Tianjin Key Laboratory of Combinatorics, Nankai University Tianjin 300071, People's Republic of China.
Bioinformatics. 2011 Feb 15;27(4):456-63. doi: 10.1093/bioinformatics/btq659. Epub 2010 Dec 5.
Many computerized methods for RNA-RNA interaction structure prediction have been developed. Recently, O(N(6)) time and O(N(4)) space dynamic programming algorithms have become available that compute the partition function of RNA-RNA interaction complexes. However, few of these methods incorporate the knowledge concerning related sequences, thus relevant evolutionary information is often neglected from the structure determination. Therefore, it is of considerable practical interest to introduce a method taking into consideration both: thermodynamic stability as well as sequence/structure covariation.
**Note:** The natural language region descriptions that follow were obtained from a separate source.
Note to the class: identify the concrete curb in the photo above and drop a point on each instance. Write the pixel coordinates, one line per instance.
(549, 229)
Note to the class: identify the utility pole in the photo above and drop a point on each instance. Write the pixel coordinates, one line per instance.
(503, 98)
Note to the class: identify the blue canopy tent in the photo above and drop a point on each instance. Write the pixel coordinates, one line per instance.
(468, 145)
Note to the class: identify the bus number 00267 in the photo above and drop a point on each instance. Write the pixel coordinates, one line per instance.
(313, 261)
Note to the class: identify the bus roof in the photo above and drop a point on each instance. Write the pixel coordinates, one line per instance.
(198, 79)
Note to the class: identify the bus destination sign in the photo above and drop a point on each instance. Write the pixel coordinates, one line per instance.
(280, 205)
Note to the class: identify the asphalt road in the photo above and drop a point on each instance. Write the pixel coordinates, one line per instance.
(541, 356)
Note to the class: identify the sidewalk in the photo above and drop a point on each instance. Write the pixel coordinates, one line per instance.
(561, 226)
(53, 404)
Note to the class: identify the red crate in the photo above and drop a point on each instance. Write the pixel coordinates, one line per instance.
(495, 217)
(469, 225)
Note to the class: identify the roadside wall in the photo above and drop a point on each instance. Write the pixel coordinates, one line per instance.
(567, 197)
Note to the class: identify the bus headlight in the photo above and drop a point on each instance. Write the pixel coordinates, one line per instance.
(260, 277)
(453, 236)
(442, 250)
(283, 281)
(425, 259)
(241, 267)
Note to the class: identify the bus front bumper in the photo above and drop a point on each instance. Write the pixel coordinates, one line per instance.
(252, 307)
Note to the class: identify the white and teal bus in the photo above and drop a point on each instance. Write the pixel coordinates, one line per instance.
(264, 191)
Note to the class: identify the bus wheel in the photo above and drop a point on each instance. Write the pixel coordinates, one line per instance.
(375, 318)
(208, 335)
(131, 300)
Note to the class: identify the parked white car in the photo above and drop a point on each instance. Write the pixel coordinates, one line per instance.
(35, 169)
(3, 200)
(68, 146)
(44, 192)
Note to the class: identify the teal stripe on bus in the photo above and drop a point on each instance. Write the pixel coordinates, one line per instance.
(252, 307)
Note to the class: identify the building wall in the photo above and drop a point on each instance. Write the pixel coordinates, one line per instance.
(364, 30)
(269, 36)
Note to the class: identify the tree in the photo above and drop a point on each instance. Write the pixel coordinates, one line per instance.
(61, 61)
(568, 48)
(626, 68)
We present the a priori folding algorithm ripalign, whose input consists of two (given) multiple sequence alignments (MSA). ripalign outputs (i) the partition function, (ii) base pairing probabilities, (iii) hybrid probabilities and (iv) a set of Boltzmann-sampled suboptimal structures consisting of canonical joint structures that are compatible to the alignments. Compared to the single sequence-pair folding algorithm rip, ripalign requires negligible additional memory resource but offers much better sensitivity and specificity, once alignments of suitable quality are given. ripalign additionally allows to incorporate structure constraints as input parameters.
The algorithm described here is implemented in C as part of the rip package.
已经开发出许多用于 RNA-RNA 相互作用结构预测的计算机化方法。最近,出现了计算 RNA-RNA 相互作用复合物分区函数的 O(N(6))时间和 O(N(4))空间动态编程算法。然而,这些方法中的大多数都没有结合有关序列的知识,因此相关的进化信息通常在结构确定中被忽略。因此,引入一种同时考虑热力学稳定性和序列/结构共变的方法具有相当大的实际意义。
我们提出了预先折叠算法 ripalign,其输入包括两个(给定的)多序列比对(MSA)。ripaign 输出(i)分区函数,(ii)碱基配对概率,(iii)杂交概率和(iv)一组由与比对兼容的规范联合结构组成的玻尔兹曼抽样的次优结构。与单个序列对折叠算法 rip 相比,一旦提供了质量合适的比对,ripaign 所需的额外内存资源可忽略不计,但灵敏度和特异性要好得多。ripaign 还允许将结构约束作为输入参数。
此处描述的算法作为 rip 包的一部分以 C 语言实现。